C’est mou en dessous ! 


© Jean-Marie Liot / Alea De la même manière, le peloton de chasse va également changer de cadence. Si Jean Le Cam (Yes We Cam!) a exploité tant qu’il pouvait le petit front de Sud qui lui a permis de raffermir sa position de 4e (à 481 milles de la tête), il devra ne plus avancer que dans des vents de 15 à 18 nœuds tout en évitant les poches de molle anticyclonique qui rôdent. Ce schéma, qui vaut aussi pour Boris Herrmann (5e), Damien Seguin (6e), Benjamin Dutreux (7e) et Louis Burton (8e), situés plus au Sud, pourrait faire les affaires de Clarisse Crémer (12e) et de Romain Attanasio (13e). Peut-être y a-t-il dans cette séquence une occasion de grignoter du terrain sur Maxime Sorel, 11e à environ 320 milles devant, voire sur Giancarlo Pedote et Isabelle Joschke, 10e et 9e ? 

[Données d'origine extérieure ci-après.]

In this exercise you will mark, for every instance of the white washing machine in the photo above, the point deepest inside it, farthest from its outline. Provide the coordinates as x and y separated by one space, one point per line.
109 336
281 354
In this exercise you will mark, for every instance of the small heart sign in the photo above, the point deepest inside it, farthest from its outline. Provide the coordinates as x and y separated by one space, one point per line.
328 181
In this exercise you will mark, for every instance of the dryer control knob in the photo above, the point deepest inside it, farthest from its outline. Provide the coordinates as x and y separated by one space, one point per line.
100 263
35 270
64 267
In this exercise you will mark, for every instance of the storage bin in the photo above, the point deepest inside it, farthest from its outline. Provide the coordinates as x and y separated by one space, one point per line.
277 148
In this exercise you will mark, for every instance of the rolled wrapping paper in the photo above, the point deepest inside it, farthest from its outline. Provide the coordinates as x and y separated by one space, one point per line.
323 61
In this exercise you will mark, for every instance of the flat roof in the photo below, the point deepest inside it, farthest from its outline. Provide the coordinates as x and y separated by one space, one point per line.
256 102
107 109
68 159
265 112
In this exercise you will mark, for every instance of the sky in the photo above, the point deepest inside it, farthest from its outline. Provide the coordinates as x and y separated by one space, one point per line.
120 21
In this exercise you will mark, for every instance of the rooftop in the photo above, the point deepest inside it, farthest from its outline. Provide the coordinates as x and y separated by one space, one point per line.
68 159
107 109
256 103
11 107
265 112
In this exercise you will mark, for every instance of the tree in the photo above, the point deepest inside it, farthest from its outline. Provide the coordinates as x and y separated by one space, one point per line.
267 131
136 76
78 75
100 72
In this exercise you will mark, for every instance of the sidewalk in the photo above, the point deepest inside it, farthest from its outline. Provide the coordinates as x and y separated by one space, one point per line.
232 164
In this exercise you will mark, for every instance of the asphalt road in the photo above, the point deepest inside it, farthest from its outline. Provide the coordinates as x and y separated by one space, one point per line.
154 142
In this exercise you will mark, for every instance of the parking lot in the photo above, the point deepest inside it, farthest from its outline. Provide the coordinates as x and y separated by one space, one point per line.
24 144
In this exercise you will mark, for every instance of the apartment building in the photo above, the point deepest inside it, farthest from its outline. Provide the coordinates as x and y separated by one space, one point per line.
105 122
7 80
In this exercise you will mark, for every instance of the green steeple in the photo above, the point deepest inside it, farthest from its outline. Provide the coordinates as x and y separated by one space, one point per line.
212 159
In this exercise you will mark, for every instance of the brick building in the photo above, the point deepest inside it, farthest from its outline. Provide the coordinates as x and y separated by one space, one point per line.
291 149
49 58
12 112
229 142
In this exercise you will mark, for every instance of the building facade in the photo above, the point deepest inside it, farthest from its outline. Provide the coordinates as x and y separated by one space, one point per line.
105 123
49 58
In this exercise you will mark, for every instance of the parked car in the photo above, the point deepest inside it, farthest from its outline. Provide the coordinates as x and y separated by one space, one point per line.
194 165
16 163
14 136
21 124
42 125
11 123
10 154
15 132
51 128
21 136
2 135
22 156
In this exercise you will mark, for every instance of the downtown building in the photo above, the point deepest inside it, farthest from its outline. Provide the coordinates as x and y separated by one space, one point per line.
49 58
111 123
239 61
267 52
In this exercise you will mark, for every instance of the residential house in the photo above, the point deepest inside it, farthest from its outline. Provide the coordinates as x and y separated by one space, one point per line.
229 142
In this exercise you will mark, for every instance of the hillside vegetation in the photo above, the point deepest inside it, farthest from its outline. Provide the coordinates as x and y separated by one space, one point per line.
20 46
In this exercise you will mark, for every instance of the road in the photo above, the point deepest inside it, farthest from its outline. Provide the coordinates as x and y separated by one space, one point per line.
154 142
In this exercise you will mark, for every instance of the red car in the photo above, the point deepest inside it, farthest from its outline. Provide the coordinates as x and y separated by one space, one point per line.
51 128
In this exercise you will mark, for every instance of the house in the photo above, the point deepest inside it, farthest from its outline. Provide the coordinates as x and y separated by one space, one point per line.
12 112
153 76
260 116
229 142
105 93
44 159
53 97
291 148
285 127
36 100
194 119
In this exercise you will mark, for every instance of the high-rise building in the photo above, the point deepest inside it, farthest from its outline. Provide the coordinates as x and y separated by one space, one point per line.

Pit-stop à Macquarie en prévision pour Louis Burton
© Stéphane Maillard / Bureau Vallée Depuis un bon moment, Louis Burton attend l’occasion de se poser dans une zone abritée pour abattre ce qui, dans la to do list technique, ne peut être résolu que sur mer plate. Ce jeudi, Louis Burton a annoncé qu’il avait jeté son dévolu sur la côte Est de l’île australienne Macquarie, dont les altitudes (jusqu’à 300 mètres) vont lui assurer de trouver une zone à l’abri du vent et des vagues. Une fois-là, le skipper de Bureau Vallée 2 traitera les problèmes suivants : rail de grand-voile cassé en haut du mât, 'hooks' non opérationnels, J2 inutilisable. Tout ça pour des problèmes de pilote automatique qui ont provoqué un empannage intempestif du genre à faire voler les ennuis en escadrille. « Au pire, a dit le skipper ce jour, ça va me faire perdre 4-5 heures. Après cela, je devrais récupérer un bateau à peu près opérationnel ». 


Destremau à nouveau manœuvrant
Il y a deux jours, Sébastien Destremau (merci) a perdu l’usage de sa barre, ce qui n’est pas pratique pour diriger un bateau. Coup de chance, le Toulonnais n’a pas eu à affronter les pires conditions. Surtout, le dernier du Vendée Globe 2016-2017 a fini par trouver une solution pour reconnecter ses deux safrans au système de pilotage. « Un nouveau vérin hydraulique de pilote automatique et ses accompagnements ont été mis en place cette nuit. Il ne reste maintenant qu’à finaliser l’installation, purger pour chasser l’air qui est dans le vérin, réinitialiser la centrale électronique et tester tout le bazar pour voir comment ça fonctionne et surtout si ça tient ».

Le chiffre du jour : 1 million
En ce jeudi 17 décembre, Virtual Regatta est fier d’annoncer que la barre du million d’inscrits à la course virtuelle du Vendée Globe a été franchie !

La jolie visite
Il est des rendez-vous qui réchauffent le cœur. Ce midi, Kevin Escoffier est venu au PC Course pour voir et remercier la Direction de Course du Vendée Globe d’avoir mené les opérations de sauvetage qui lui ont permis de s’extirper d’une fâcheuse posture après que son PRB s’est cassé, le 30 novembre dernier. Kevin Escoffier a également été l’invité de l’émission Vendée Live.